"A timeless classic" - Roger Ebert

Since the dawn of Television and Film, studios along with TV producers and movie directors wanted to entertain audiences all across the globe. After a long day of work and finishing dinner, you take the remote and the family gathers around the screen for their leisure and bonding time. Many pieces of media served as a form of pure relaxation, sometimes just escapism. However, as movies and TV shows grew in quality and scope, so too did the ideas of various intellectuals in Hollywood and other studios across the pond. Instead of simply entertaining the masses, why shouldn't we have a commentary on various topics such as politics, personal relationships, emotions, war and many more? Today, we look back at the Simpsons, created by Hank Azaria all the way back in 1989 when it first aired on the American screens. Plenty of producers considered it a risk: an animated sitcom without a laughing track? Cartoons were viewed as strictly children's entertainment at this point. However, all the uncertainty was quickly quashed as the show proved to be written by visionaries. Today, we had an interview with Mr. Matthew Goldstein, a cultural scientist from the university of Harvard, author of fine pieces of literature such as "You're a big guy...", "6 Gorillion At the Box Office," and "Christian Values of Doom."

IDDQD Journalist: It’s good to have you today Mr Goldstein.

Mr. Goldstein: It’s good to be here Robert, I’m glad you have invited me to your prestigious news outlet. I was looking forward to this interview.

IDDQD: The honor is all mine. May we begin with some questions Mr Goldstein?

G: Yes, of course

IDDQD: To our knowledge, you have recently written a thesis on the American entertainment industry, and have highlighted pieces of it that you think will be timeless and leave a mark on everyone that had the privilege to see it, read or play it. Depending on the medium of course. Which pieces would you present as some of your favorites, for one reason or the other?

G: To be frank with you Robert, it's a hard question, but it does make me smile. Thinking about it, I really can’t pick and choose a favorite one. The competition, so to speak, is very tight. However, if I must choose, I would say that would be Season 11 Episode 5 of The Simpsons.

IDDQD: An interesting choice. Could you tell me more about it?

G: You need not ask. You see, Homer Simpsons arrives at this convenience store that belongs to the character of Sneed, with the store's name being “Sneed’s Feed and Seed (Formerly Chuck’s)." Right there you have the commentary on the divide between people living in the countryside and the ones living in the big cities. Carefully packaged beneath the line “Look at the city slicker in his fancy German car.

IDDQD: Interesting, please carry on Mr Goldstein.

G: You see, it’s not just the city clicker comment, it’s also about the German automobile. A staple of the car industry that speaks about ingenuity and class. Something that people living in the cities should be able to afford. Even though, the car Homer drove was made in Guatemala, it speaks volumes about the divide. The two men on the porch have a distaste for Homer, to the point of mocking. And it all has to do with the fact what our politicians have been doing domestically ever since WWII.

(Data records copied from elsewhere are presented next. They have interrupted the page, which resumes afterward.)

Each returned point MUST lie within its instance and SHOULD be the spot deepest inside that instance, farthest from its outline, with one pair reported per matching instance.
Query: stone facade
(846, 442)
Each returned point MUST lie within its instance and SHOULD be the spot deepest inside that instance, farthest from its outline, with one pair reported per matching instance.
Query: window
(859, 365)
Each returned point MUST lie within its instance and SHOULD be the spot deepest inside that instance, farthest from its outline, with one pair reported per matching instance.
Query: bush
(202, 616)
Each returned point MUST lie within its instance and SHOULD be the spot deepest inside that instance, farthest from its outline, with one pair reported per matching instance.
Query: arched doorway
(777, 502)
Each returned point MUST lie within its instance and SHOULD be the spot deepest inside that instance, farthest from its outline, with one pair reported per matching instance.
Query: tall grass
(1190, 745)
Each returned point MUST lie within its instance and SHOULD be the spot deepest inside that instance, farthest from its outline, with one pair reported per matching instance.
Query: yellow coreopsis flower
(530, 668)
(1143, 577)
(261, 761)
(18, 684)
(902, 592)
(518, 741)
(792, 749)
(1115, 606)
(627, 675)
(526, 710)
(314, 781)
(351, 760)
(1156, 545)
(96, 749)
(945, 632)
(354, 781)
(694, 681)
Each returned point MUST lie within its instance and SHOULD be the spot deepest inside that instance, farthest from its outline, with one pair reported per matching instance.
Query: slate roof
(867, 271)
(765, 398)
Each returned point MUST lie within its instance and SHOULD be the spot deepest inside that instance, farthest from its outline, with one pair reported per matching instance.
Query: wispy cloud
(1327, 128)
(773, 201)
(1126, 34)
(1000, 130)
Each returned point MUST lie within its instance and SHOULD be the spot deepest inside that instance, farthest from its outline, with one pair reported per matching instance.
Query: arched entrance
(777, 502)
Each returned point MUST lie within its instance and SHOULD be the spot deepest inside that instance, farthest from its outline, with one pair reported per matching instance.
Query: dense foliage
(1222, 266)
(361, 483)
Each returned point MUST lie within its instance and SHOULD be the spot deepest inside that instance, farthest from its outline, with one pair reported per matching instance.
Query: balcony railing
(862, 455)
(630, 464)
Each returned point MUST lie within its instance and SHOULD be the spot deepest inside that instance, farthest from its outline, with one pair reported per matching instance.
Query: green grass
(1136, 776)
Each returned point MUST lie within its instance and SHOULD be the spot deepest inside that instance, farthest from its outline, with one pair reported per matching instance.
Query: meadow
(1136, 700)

IDDQD: Would you say that this is a commentary on the society we live in?

G: Oh of course. There is also another thing, a subtle detail that very few intellectuals were able to notice.

IDDQD: What would that be if you don’t mind me asking?

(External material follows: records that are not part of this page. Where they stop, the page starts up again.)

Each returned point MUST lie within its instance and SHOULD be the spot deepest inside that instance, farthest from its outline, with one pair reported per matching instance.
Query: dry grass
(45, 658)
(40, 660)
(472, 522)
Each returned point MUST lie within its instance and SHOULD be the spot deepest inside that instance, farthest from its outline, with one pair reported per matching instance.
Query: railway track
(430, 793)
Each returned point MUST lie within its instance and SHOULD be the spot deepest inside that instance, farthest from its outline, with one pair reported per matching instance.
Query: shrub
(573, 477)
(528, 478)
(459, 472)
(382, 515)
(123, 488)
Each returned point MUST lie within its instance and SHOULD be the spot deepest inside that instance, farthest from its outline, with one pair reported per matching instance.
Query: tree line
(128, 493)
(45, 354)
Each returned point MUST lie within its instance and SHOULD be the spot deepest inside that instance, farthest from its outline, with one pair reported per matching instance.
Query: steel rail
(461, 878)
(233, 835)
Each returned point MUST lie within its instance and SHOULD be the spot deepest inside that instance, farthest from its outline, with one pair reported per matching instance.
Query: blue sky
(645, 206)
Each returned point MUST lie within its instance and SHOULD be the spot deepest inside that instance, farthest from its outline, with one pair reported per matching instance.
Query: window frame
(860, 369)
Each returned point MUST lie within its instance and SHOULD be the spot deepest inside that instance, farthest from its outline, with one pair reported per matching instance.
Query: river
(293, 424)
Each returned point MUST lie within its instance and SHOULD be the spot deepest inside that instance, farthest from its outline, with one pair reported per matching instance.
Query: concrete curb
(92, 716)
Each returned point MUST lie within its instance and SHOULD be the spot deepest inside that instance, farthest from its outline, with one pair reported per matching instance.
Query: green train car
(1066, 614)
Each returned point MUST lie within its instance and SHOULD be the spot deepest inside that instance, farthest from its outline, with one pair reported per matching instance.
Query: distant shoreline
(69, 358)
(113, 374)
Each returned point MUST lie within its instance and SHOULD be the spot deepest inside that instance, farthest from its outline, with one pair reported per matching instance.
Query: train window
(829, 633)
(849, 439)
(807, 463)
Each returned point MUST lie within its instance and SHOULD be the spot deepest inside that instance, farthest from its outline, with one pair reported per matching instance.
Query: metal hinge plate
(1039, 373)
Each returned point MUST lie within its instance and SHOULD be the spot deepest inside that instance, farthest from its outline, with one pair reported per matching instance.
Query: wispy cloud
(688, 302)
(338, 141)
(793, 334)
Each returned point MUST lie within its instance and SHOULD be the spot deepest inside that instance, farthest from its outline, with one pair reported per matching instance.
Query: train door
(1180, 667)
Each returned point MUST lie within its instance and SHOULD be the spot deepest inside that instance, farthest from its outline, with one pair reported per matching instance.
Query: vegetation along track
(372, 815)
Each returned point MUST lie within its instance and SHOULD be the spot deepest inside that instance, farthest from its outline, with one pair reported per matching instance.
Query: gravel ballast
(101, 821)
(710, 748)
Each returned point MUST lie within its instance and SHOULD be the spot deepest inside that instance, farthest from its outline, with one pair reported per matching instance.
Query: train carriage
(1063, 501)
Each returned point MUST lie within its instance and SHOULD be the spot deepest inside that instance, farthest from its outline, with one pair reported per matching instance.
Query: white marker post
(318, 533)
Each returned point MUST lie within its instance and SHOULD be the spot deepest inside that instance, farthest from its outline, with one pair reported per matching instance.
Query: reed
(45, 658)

G: You see, the name of the store is Sneed’s Feed and Seed (Formerly Chuck’s). There’s this rhyme or word play with Feed and Seed and the owner’s name, but Sneed was clearly not always the owner, it was Chuck. Now, to keep the rhyme of the store you would have to use the last 3 letters of the name. Then, you would get…pardon my French, Chuck’s Fuck and Suck. A dirty joke no doubt, and I hope this wont cause you trouble with the censors.

IDDQD: You have nothing to worry about, we can always bleep it out for the live version and just use dots for the text version.

G: Splendid. But you see, The Simpsons, even though they have fallen in quality over the years, should always be remembered for their provoking commentary on various subjects, mixed in with subtle jokes of a more rude nature if I can put it that way.

IDDQD: An eye opening observation Mr. Goldstein. Thank you having this interview with us.

G: The Pleasure is all mine Robert.

Decades will pass, and many things will be forgotten. The more that gets created, the standard of quality keeps going higher and higher. But things such as Sneed’s Feed and Seed will live on. A highly dedicated group of intellectuals across the globe have gathered under a Chinese image board to spread the knowledge of this ingenious Simpsons episode. Hopefully their insightful message will reach more mainstream news outlets and social media, in order to spread the quality writing of Hank Azaria and other of the Simpson’s writing team. The method used to accomplish this is also known as "Sneed posting."

A research was conducted by Nosa Rosenberg of Oxford University. For simplicity, we'll call these people Sneed posters. Sneed posters have shown elevated levels of their IQ the more they have indulged in this practice. All of this points out to dedication and sheer will to improve oneself. Hopefully, one day we will have more Sneeds and less Chucks.